Metropolitan Nikolaos of Mesogaia and Lavreotiki

This short book contains the encounters of Metropolitan Nikolaos, and addresses a question that concerns many: “How can the Church address the doubts of the younger generation and interest them in matters of faith?”

The book recalls authentic conversations between the author and a group of young people. They are mostly skeptical of the Church, yet are interested in the life journey of Metropolitan Nikolaos, who went from being a successful scientific researcher in America to becoming a monk and hierarch. It is presented as 100 questions and answers on matters of faith, yet is recorded as a natural and frank dialogue interspersed with the Metropolitan’s personal thoughts and impressions.

The book’s value derives from the charming approach of Metropolitan Nikolaos who delicately and humbly engages with those he encounters, always making sure to respect them as equals and not to preach to them.

He confesses that when he was younger he had many similar issues with the Faith. In fact, he refused to have something so important imposed on him, preferring to discover the truth himself through a personal search.

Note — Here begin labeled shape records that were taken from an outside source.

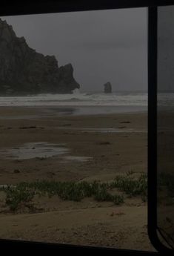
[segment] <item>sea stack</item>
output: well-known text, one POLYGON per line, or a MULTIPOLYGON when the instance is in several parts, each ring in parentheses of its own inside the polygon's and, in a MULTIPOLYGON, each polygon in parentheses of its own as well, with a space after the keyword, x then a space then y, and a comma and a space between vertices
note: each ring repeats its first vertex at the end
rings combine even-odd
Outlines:
POLYGON ((106 84, 104 85, 104 91, 105 93, 112 93, 112 86, 110 82, 106 82, 106 84))
POLYGON ((0 66, 1 95, 71 93, 80 88, 70 63, 58 67, 54 56, 30 48, 25 39, 17 37, 12 26, 1 19, 0 66))

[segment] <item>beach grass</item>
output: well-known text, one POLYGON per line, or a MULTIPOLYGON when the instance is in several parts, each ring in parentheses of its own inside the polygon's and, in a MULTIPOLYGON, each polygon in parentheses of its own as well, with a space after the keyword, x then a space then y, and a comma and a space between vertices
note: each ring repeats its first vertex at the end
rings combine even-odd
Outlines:
POLYGON ((147 188, 147 175, 141 174, 138 178, 135 178, 131 172, 129 175, 118 175, 114 180, 107 183, 36 180, 2 187, 1 191, 6 194, 6 204, 10 209, 16 211, 21 205, 27 206, 36 194, 50 197, 56 195, 63 200, 76 202, 85 197, 93 197, 98 202, 107 201, 120 205, 124 203, 126 195, 141 196, 142 200, 145 201, 147 188), (117 192, 113 194, 114 188, 117 189, 117 192))

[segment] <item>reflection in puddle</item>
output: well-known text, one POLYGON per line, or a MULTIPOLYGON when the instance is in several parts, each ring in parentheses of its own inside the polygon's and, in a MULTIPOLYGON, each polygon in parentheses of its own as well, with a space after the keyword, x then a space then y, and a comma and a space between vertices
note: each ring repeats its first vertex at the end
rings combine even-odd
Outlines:
POLYGON ((52 144, 47 142, 25 143, 19 148, 9 148, 1 151, 1 156, 5 158, 31 159, 47 158, 65 154, 69 149, 64 147, 64 144, 52 144))
POLYGON ((80 130, 81 133, 87 132, 98 132, 98 133, 147 133, 147 130, 127 128, 78 128, 78 127, 56 127, 56 129, 60 130, 80 130))
POLYGON ((93 160, 93 157, 77 157, 77 156, 66 156, 64 157, 66 160, 78 161, 78 162, 87 162, 93 160))

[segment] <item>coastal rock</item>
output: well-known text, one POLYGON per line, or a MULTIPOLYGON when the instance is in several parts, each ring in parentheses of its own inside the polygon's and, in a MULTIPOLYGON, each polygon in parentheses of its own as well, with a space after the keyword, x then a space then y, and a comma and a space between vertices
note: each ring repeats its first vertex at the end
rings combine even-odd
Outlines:
POLYGON ((106 84, 104 85, 104 91, 105 93, 112 93, 112 86, 110 82, 107 82, 106 84))
POLYGON ((79 84, 71 64, 58 67, 54 56, 30 48, 24 37, 0 19, 0 93, 71 93, 79 84))

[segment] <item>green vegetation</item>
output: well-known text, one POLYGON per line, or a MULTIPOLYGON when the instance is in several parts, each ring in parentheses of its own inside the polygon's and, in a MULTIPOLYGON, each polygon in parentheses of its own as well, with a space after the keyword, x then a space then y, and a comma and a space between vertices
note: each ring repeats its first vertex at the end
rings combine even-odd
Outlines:
POLYGON ((110 183, 89 182, 57 182, 37 180, 33 183, 21 183, 16 186, 1 188, 6 193, 6 203, 12 211, 16 211, 21 205, 28 206, 36 194, 52 197, 58 196, 63 200, 81 201, 85 197, 93 197, 98 202, 113 202, 116 205, 124 203, 124 196, 141 196, 142 200, 147 199, 147 175, 141 174, 139 178, 133 177, 133 172, 126 176, 116 176, 110 183), (113 194, 113 190, 121 194, 113 194))

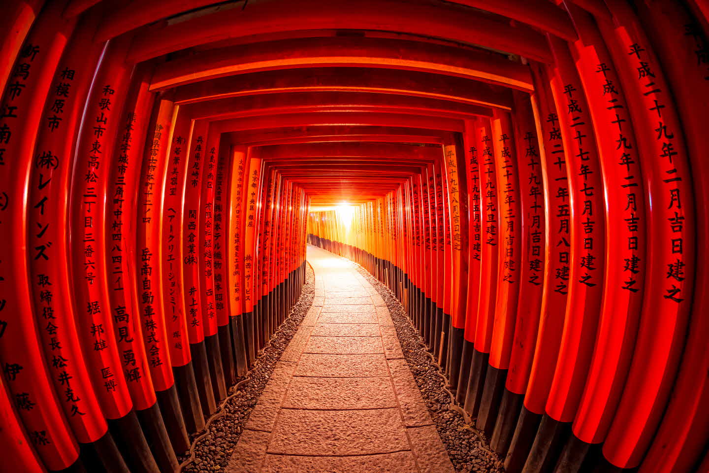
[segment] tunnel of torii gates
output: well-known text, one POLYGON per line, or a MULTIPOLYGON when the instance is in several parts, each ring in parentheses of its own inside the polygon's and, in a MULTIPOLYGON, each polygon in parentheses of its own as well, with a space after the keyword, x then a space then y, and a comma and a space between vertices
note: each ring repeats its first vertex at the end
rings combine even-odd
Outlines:
POLYGON ((175 469, 309 243, 507 471, 709 471, 706 0, 1 10, 0 470, 175 469))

It was this natural skepticism that attracted Metropolitan Nikolaos to science.

The questions themselves range from disputes on the existence of God, or the possibility of human resurrection, to more personal concerns such as whether it is possible to follow the commandments of our Faith in the modern age. Instead of engaging in debates, the Metropolitan steers their questions away from secondary concerns to more important matters and attempts to clarify by offering his own understanding. He never tries to convince them to believe, but he attempts to open his heart to them and their hearts to God by relaying his own experiences.

Overall, Metropolitan Nikolaos gives excellent answers to these common yet difficult questions. But above all, his inspiring example shows us the correct way to approach these discussions – with humility and love.